「シンっ!」
「アスラン…!!」

めまぐるしく交錯する、デスティニーとジャスティス。
2人の力はほぼ互角で、なかなか決着が付かない。

長引く戦闘に、アスランは歯噛みする。
ここで時間を取られるわけに行かないのだ。
そうこうしている間に、レクイエムがオーブに向けて撃たれてしまう。

オーブはデュランダル議長の掲げる「デスティニープラン」を唯一否定する国であるがために、狙われている。
世界を議長の思惑に染めないためには、オーブを守らねばならない。
そもそも、そういう理屈を抜いたとしても、
かの国はアスランの第2の故郷であり、そして……大切な人が守りたい大切な国である。

オーブを守らなければ…!

アスランとて、戦友であるシンとは戦いたくない。
だが、守りたいもののためには戦わなくてはならないときもある。

「シン…!そこを……どけ…っ!!」

デスティニーの放つビームをシールドで受けながら、ジャスティスはなおもデスティニーに接近していった。










ボロボロになりながらも互いに譲らない2機を見つめながら、
少し離れた宙域にいるインパルスのコックピットで、ルナマリアはどうしようもない憤りを感じていた。



どうして、2人が戦わなくちゃいけないの?!
憎しみあっているわけでもないのに…! 戦いたいわけでもないのに…!
「戦争だから」? 「裏切ったから」? 「敵だから」?
…違う。アスランは私たちの敵なんかじゃない。
きちんと話し合いさえすれば、こんなことにはならないはずなのに!!

どうして…どうして……こんなこと……!



「2人とも…もう…やめてよぉ…っ!」

溢れる感情が涙となって頬を濡らし、耐え切れなくなったルナマリアは2機に向かっていった。

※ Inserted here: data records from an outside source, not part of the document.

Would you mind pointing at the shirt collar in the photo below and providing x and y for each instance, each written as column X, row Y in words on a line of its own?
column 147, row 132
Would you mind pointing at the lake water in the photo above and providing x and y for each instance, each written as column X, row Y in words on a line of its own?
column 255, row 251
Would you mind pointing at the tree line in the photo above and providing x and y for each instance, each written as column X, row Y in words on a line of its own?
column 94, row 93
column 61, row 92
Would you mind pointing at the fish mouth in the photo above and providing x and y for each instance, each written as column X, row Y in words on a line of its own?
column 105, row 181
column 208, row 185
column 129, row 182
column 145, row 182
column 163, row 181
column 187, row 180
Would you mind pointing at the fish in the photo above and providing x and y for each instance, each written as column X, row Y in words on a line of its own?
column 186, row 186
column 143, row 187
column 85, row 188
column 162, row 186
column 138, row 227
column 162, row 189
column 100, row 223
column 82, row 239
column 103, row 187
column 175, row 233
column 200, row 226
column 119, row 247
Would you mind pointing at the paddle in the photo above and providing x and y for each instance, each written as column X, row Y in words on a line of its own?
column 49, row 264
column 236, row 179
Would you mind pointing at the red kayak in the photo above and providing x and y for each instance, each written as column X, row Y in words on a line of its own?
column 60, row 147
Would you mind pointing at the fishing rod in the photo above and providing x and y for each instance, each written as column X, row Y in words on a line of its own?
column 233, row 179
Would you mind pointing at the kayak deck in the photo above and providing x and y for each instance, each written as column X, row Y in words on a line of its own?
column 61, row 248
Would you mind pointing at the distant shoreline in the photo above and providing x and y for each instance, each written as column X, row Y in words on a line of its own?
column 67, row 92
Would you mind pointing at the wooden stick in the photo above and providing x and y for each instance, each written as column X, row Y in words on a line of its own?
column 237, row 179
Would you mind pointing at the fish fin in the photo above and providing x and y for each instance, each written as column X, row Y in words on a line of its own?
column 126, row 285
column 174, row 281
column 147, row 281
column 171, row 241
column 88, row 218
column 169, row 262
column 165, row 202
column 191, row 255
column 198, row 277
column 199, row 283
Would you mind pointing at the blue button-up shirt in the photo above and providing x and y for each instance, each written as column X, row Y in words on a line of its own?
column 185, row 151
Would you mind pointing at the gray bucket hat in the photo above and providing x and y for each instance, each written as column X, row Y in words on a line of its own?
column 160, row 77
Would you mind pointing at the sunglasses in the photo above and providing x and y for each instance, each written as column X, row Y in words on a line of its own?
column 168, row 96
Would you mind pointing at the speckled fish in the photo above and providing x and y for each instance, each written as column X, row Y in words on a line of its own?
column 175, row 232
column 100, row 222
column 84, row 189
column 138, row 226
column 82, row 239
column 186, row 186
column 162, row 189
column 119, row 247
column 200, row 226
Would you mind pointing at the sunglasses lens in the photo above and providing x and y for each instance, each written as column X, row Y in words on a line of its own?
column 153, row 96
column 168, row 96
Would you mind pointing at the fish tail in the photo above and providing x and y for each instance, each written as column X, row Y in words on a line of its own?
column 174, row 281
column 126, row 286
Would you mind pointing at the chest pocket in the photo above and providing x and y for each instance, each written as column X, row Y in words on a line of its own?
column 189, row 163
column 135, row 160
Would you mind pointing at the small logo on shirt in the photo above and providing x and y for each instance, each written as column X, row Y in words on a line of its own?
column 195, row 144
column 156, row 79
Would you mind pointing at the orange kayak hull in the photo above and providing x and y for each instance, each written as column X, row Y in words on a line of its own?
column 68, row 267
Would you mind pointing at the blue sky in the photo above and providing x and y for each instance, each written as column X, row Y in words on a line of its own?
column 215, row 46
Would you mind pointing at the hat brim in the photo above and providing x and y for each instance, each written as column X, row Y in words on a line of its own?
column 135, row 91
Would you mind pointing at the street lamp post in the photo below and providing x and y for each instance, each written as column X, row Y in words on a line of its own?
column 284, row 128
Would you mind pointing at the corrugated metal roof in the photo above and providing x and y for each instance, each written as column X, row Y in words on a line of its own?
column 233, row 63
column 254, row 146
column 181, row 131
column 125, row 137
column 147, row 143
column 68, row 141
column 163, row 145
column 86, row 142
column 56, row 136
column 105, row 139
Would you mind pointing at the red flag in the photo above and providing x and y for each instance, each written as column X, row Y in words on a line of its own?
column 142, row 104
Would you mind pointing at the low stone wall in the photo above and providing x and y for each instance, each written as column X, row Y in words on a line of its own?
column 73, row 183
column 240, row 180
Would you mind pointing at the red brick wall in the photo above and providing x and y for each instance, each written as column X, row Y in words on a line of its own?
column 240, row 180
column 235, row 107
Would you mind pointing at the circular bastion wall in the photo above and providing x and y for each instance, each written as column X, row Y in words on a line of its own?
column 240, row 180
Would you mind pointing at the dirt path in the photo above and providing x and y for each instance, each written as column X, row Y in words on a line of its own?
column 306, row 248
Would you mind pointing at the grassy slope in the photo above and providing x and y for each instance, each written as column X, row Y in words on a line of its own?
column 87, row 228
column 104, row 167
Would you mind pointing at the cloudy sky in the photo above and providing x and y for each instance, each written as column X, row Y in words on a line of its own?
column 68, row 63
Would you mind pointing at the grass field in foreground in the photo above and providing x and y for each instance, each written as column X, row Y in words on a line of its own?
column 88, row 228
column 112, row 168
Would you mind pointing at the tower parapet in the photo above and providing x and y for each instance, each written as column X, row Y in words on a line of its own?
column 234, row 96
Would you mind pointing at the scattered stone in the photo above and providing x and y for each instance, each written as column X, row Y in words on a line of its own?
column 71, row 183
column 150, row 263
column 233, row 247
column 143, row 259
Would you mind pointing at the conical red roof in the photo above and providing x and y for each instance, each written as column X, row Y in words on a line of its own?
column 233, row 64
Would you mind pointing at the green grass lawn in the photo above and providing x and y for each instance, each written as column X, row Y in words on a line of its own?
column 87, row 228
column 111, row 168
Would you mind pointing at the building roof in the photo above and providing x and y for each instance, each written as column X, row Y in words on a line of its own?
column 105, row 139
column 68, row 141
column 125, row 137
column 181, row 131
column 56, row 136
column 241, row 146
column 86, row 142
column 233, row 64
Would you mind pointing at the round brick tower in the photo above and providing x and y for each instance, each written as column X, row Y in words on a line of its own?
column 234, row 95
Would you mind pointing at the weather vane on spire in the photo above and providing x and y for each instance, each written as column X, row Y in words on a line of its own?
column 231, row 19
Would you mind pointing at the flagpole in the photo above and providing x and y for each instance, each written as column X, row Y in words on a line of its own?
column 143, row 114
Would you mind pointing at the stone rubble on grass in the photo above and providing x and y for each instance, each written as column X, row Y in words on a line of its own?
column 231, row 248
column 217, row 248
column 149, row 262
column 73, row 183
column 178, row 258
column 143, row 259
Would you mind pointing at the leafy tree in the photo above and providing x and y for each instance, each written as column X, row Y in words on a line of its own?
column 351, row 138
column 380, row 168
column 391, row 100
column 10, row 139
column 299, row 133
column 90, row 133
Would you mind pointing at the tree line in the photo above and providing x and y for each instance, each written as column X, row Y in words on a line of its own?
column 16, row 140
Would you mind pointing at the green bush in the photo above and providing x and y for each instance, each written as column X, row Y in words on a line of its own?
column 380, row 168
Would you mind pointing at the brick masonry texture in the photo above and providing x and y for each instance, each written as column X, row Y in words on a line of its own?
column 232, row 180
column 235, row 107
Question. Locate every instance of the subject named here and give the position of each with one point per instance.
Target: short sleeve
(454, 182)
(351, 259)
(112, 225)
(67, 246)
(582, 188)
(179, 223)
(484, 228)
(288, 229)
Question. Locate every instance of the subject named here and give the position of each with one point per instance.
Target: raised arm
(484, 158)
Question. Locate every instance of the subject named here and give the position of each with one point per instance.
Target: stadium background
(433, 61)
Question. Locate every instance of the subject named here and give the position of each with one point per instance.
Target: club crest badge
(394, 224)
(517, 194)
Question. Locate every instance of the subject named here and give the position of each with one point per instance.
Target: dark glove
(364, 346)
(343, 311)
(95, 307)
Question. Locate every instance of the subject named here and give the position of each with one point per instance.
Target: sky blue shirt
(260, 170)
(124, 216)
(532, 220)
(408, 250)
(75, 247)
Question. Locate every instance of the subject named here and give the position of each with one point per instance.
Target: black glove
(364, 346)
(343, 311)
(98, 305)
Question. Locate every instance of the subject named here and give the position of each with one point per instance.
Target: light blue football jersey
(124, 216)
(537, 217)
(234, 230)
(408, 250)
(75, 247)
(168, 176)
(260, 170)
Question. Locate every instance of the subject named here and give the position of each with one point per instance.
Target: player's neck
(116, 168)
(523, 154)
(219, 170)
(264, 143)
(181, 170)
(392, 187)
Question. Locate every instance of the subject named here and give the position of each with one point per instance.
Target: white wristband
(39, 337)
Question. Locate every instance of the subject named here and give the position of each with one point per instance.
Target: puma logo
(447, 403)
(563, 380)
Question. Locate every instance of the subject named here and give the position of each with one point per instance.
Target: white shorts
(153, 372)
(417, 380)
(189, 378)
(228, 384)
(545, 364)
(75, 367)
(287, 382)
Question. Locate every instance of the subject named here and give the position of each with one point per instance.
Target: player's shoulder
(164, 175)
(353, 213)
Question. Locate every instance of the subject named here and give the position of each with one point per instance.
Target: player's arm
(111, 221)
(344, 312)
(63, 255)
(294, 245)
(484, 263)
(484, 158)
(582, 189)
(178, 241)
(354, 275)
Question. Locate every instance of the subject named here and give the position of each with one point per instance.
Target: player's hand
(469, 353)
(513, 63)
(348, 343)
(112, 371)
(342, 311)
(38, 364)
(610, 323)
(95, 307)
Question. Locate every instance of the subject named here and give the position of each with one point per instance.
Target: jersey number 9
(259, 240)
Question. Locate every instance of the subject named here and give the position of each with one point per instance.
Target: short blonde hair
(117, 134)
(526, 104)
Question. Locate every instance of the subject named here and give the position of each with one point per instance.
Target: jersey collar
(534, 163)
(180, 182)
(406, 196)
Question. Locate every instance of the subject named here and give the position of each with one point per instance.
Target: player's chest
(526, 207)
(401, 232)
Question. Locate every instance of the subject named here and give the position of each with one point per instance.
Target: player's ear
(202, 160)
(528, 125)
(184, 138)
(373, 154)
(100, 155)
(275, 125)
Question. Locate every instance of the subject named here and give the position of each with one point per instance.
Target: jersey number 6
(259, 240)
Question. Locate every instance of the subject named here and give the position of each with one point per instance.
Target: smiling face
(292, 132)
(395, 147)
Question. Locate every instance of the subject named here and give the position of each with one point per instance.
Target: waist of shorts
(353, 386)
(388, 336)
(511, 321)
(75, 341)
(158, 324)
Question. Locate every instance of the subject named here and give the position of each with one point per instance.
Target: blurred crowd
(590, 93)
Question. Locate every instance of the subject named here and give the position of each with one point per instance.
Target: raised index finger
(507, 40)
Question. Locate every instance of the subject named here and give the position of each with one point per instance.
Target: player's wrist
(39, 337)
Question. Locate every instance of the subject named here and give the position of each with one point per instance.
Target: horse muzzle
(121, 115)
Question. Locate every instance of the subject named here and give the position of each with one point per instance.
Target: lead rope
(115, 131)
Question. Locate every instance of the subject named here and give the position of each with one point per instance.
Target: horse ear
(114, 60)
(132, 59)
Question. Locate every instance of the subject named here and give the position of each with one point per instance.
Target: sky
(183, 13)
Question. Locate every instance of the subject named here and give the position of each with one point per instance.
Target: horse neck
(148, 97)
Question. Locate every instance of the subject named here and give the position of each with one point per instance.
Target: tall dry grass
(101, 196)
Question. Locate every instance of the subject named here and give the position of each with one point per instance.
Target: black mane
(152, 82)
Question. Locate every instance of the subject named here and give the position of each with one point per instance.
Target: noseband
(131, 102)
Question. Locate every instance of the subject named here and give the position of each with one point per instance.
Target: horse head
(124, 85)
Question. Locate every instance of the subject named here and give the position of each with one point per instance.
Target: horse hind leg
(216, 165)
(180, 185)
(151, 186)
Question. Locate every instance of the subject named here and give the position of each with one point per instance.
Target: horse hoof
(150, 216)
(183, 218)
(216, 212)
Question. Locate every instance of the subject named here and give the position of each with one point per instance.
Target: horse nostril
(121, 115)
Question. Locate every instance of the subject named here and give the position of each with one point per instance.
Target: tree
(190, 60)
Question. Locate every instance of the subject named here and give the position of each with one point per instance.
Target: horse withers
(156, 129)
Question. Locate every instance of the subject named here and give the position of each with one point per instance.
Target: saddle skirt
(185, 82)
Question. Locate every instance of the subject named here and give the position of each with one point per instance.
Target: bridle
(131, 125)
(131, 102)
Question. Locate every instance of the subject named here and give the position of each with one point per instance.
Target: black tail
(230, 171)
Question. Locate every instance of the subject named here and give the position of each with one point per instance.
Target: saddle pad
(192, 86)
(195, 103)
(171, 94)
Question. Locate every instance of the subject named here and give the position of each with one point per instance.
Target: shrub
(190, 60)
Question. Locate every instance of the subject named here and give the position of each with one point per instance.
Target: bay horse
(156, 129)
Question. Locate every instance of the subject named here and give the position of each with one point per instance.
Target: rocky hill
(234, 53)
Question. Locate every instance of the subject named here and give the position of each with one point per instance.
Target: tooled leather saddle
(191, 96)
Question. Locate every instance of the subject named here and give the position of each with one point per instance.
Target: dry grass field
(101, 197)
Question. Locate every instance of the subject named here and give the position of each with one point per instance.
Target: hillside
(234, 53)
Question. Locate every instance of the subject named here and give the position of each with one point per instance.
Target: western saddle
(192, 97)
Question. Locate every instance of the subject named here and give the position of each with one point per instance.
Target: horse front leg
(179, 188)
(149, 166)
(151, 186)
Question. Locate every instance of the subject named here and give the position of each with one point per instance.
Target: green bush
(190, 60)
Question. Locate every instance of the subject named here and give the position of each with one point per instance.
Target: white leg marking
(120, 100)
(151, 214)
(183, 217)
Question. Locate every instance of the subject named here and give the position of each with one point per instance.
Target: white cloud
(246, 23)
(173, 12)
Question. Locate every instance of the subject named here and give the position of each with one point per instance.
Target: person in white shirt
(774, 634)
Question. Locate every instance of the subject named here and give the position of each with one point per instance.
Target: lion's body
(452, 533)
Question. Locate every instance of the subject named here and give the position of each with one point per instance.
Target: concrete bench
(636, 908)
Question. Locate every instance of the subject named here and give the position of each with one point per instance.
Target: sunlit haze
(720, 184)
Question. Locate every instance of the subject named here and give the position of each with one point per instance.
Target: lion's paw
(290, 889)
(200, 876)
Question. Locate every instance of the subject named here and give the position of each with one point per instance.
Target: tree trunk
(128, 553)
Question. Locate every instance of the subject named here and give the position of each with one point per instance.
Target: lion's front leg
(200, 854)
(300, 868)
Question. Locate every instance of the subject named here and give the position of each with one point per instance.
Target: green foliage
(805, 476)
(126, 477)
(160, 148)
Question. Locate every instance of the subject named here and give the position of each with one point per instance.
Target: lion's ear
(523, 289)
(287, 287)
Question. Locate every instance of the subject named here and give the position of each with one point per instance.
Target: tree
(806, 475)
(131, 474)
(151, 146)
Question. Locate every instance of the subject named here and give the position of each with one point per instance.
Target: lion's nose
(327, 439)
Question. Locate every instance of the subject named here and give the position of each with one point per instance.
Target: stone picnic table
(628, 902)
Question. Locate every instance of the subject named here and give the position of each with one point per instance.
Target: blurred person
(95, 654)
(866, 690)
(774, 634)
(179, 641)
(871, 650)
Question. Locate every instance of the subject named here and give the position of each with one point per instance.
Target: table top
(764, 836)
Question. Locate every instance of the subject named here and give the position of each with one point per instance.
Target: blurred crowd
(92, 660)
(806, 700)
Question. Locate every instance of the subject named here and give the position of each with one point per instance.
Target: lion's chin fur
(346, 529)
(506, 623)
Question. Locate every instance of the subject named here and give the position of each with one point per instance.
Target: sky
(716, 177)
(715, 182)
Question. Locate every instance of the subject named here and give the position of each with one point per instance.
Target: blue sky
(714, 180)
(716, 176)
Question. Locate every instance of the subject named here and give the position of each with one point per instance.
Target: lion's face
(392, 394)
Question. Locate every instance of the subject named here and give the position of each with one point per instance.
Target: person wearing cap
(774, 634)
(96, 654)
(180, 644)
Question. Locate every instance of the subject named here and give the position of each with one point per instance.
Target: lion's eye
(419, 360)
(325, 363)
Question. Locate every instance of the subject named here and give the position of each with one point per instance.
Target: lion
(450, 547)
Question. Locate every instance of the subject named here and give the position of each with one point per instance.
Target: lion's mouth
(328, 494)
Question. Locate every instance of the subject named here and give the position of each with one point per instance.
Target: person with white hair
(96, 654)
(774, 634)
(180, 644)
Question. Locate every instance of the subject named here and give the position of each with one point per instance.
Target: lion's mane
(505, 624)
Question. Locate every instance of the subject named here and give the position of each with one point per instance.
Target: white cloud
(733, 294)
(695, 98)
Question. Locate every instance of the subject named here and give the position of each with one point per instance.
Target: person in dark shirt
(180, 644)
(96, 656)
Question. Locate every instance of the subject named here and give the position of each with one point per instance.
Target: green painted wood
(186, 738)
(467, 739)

デスティニーに接近したジャスティスは、勢いをつけてデスティニーの足を蹴り上げた。
ちょうど間接の弱い部分に強い衝撃を与えられ、デスティニーの足はそのまま飛ばされていく。
足が切断された衝撃でデスティニーがバランスを崩した瞬間を狙い、
ジャスティスが手にしたサーベルでデスティニーの左腕を切り裂いた。

そのままの勢いで、銃をかまえるデスティニーの右腕を切断すべく、ジャスティスがサーベルを構え直したとき。

2機の間に、1機が割り込んだ。



デスティニーのコックピットを狙ったわけではない。
ただ戦闘不能にさせようとしただけ。

ただそれだけだった。


……だが。


突然のことに、手にしていたサーベルをずらすことも間に合わず、
割って入った機体のコックピットをなぎ払ってしまった。








一瞬だった。

だが、永遠だった。








爆発の光に目を焼かれても、衝撃で機体ごと吹き飛ばされても。
2人の少年は、なおも呆然としていた。




目の前に浮いているものは何だ?
何の破片だ?
インパルスはどこへいった?

…それとも。



「…ルナ…マリア…?」


口にした途端に、なんともいえない感触が背中を這い上がってくる。


「…な…んで……」


故意ではないにせよ、人を…よく知った者を…手にかけてしまった事実。
あまりに突然に、守ると誓った大事な人が目の前で散ってしまった現実。

2人は己に課せられた使命も何もかもを忘れ、ただ、闇に包まれた体を震わせていた。
















「お…ねえ…ちゃん…?」

モニター越しに見た光。
その光は、誰の命を奪った光だったのだろう。

光の収まった後、そこにあったもの。
動きを止めたまま呆然としているジャスティスとデスティニー。
そして、先程までそこにいたはずのインパルスの……残骸。

周りは目まぐるしく戦闘が続いているというのに、この空間だけは時間が止まっているかのようで…。

「……嘘よ。」

メイリンは力なく、頭を振った。


こんなこと、あるはずがないのだ。
いつも大丈夫と笑って出撃して、いつも無事に笑顔で戻ってくる姉が……そこにいるなど。
戦争が終わったら、姉やミネルバの仲間と会って、今度こそ皆で平和に暮らせるすべを探そうと……


しかし。
そんな少女の目の前で、また1つ、光がはじけた。



ミネルバから離艦した救助ポッドが、攻撃で一瞬にして消し飛んだ瞬間だった。











少女の、声にならない悲鳴は、暗い星空に溶けて……消えた。